C’est une histoire d’amour pour les vieilles machines qui agite en ce moment la communauté open source. Le 23 juin, le développeur Boisy Gene Pitre, figure connue du petit monde qui entretient encore le processeur Motorola 6809, a proposé d’ajouter à LLVM un outil capable de compiler du BASIC09.
Derrière ce nom barbare se cache un dialecte du langage BASIC, conçu par l’éditeur Microware pour Motorola et lancé en février 1980. Soit quarante-six ans au compteur.

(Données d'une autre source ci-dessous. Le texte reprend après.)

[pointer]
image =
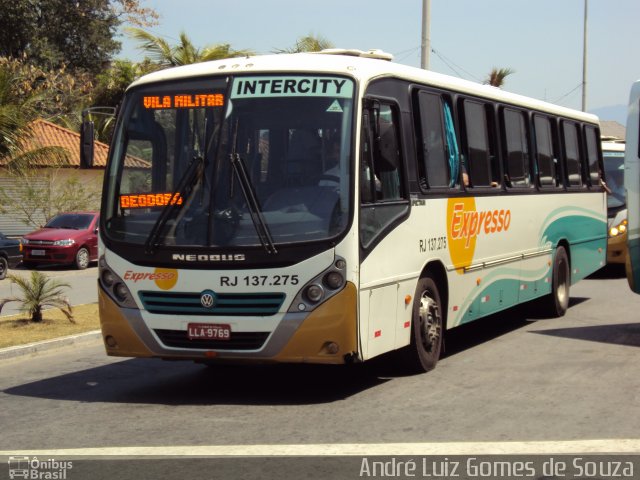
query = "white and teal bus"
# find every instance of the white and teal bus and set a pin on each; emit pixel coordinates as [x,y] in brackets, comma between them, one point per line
[632,186]
[333,207]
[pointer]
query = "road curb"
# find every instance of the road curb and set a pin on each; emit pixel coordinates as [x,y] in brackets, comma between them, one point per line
[46,345]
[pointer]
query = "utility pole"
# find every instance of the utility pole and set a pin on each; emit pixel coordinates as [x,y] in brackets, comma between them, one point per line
[426,34]
[584,61]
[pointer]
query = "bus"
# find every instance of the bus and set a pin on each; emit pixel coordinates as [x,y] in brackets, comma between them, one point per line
[333,207]
[632,185]
[613,158]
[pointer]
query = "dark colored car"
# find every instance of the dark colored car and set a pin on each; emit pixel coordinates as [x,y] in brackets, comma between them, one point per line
[68,238]
[10,254]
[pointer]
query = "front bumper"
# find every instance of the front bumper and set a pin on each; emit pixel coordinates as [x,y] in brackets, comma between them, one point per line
[298,338]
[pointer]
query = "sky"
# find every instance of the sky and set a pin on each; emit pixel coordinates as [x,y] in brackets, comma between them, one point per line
[541,40]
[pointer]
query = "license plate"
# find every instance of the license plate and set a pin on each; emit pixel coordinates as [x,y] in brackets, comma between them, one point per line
[208,331]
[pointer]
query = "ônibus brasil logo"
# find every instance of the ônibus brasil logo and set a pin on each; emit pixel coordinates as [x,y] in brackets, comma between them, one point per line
[465,223]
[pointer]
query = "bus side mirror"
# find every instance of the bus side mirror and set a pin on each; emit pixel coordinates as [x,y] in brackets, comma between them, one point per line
[86,144]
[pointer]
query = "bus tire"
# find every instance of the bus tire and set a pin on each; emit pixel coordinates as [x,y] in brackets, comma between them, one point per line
[557,303]
[427,328]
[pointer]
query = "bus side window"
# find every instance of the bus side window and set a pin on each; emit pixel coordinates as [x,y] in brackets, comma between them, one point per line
[435,166]
[382,194]
[479,146]
[516,155]
[546,157]
[593,157]
[386,162]
[572,154]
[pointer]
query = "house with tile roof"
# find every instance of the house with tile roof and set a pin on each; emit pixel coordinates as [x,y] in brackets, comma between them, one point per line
[47,134]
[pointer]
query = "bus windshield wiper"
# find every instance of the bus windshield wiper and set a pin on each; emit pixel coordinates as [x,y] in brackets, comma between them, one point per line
[248,191]
[179,195]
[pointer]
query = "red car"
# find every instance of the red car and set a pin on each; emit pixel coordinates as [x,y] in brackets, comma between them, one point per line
[68,238]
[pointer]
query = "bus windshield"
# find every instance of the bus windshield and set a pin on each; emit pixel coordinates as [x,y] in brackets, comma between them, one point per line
[614,171]
[244,161]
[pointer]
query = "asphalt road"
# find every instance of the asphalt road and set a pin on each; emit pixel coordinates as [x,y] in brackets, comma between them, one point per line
[83,285]
[511,379]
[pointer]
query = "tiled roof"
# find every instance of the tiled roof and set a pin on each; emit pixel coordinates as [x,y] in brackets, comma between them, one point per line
[47,134]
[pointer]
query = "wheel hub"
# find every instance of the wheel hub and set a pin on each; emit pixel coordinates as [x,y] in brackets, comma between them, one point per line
[430,324]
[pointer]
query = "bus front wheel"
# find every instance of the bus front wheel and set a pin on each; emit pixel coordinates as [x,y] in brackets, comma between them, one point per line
[557,303]
[427,328]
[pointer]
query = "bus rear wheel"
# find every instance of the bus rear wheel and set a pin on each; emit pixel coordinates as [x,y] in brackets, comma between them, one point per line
[557,302]
[427,328]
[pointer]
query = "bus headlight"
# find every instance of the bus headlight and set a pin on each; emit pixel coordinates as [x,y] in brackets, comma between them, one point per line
[618,229]
[323,286]
[314,293]
[334,280]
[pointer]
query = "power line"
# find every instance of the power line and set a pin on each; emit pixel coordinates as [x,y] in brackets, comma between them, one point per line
[568,93]
[449,63]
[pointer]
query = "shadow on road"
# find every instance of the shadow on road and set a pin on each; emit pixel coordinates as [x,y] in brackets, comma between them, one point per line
[152,381]
[621,334]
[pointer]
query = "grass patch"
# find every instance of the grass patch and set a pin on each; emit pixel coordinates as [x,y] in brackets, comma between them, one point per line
[18,330]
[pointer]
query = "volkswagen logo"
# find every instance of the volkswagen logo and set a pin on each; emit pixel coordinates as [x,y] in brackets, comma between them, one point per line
[208,299]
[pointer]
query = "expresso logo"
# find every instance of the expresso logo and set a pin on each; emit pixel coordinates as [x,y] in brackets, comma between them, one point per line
[164,278]
[465,223]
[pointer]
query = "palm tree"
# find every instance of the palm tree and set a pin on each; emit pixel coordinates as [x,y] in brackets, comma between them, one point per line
[39,292]
[497,75]
[308,43]
[184,53]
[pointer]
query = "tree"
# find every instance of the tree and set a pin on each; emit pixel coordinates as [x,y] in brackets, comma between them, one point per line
[39,194]
[38,292]
[497,75]
[17,110]
[308,43]
[165,55]
[78,34]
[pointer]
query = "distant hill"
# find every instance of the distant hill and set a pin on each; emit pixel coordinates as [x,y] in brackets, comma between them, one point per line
[616,113]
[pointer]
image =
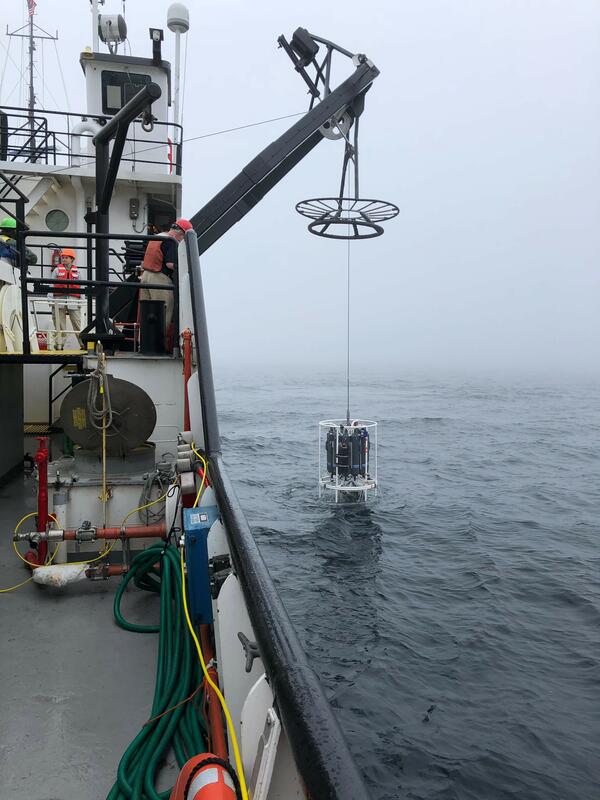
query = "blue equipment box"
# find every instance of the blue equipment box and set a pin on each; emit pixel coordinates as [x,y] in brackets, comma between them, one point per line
[196,525]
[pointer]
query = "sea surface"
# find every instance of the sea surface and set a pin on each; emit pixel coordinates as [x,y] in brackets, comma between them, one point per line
[455,622]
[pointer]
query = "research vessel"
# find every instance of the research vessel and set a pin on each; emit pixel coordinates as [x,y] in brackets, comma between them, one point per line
[132,498]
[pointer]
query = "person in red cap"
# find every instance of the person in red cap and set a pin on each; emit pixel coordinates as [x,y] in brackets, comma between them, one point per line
[66,299]
[159,263]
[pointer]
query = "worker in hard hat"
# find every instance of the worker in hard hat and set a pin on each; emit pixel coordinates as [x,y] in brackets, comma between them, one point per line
[65,299]
[158,266]
[8,231]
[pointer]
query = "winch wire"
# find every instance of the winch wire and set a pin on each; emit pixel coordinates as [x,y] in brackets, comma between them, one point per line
[174,723]
[348,341]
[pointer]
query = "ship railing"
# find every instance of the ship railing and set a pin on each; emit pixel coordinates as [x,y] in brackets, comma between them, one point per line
[64,139]
[320,752]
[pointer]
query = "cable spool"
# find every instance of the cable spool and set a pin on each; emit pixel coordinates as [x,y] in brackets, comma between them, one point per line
[129,425]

LLVM, de son côté, est une infrastructure logicielle bien plus moderne et aujourd’hui omniprésente. C’est elle qui fait tourner, en coulisses, des langages aussi répandus que Rust, Swift ou le compilateur Clang. En clair, une sorte de moteur universel qui traduit le code écrit par les développeurs en instructions comprises par n’importe quel processeur.
L’outil de Pitre, baptisé basic09c, sert de porte d’entrée. Il lit le vieux code BASIC09, le décortique, le vérifie, puis le convertit dans le format pivot de LLVM, à charge pour ce dernier de produire un programme fonctionnel sur des dizaines de machines différentes. L’idée du développeur est double : sauver des programmes écrits il y a quarante ans et coincés sur de vieux supports, et leur permettre un jour de tourner ailleurs que sur les antiques ordinateurs pour lesquels ils avaient été pensés.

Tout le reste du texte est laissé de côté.